5 May 2025
Pita is a type of flat, hollow, unleavened bread, often filled with meat or other ingredients, that is associated with Middle Eastern or Balkan cuisine. Its use in English was relatively uncommon before the 1980s, but examples can be found from the 1930s.
It was borrowed into English from several languages, each case depending on the cuisine being described: Hebrew פיתה (pittah), Greek πίτα or πίττα (pita, pitta), and Serbo-Croation pita. The Greek word can be dated to the early twelfth century CE, but it does not seem to have an ancient Greek root. Pita has cognates in a variety of languages, but the connections between these cognates cannot be clearly established. Ultimate origins in Aramaic, Illyrian, and Proto-Germanic have been suggested, but these are speculative.
The earliest example in the Oxford English Dictionary is from the Palestine Post of 30 March 1936. It is found in an article about prisoners who built a radio tower outside of Jerusalem during British occupation of the territory:
Bread was Khalil’s greatest desire and dancing was his life. His bulging muscles produced a ravenous appetite which could never be satisfied. For a chunk of “pitah,” usually produced by Abraham, the Communist, Khalil would spend the lunch hour dancing.

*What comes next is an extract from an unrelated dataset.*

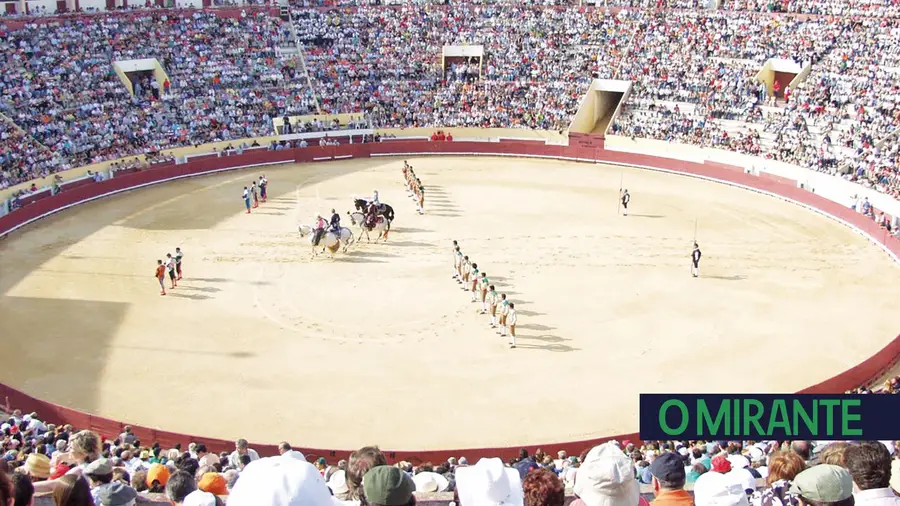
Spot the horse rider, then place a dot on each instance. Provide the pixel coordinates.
(319, 229)
(375, 199)
(335, 222)
(371, 215)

At this moments he was transformed from a hulking giant into a graceful dancer, whose splayed feet, writhing legs, sinuous hips, snaky arms, swaying body and joie de vivre expressed in six foot four the spirit of Oriental dancing.
Sources:
Lurie, J. Z. “Yussef, Khalil and Abraham.” Palestine Post (Jerusalem), 30 March 1936, 28/3–4. National Library of Israel.
Oxford English Dictionary, third edition, June 2006, s.v. pitta | pita, n.2.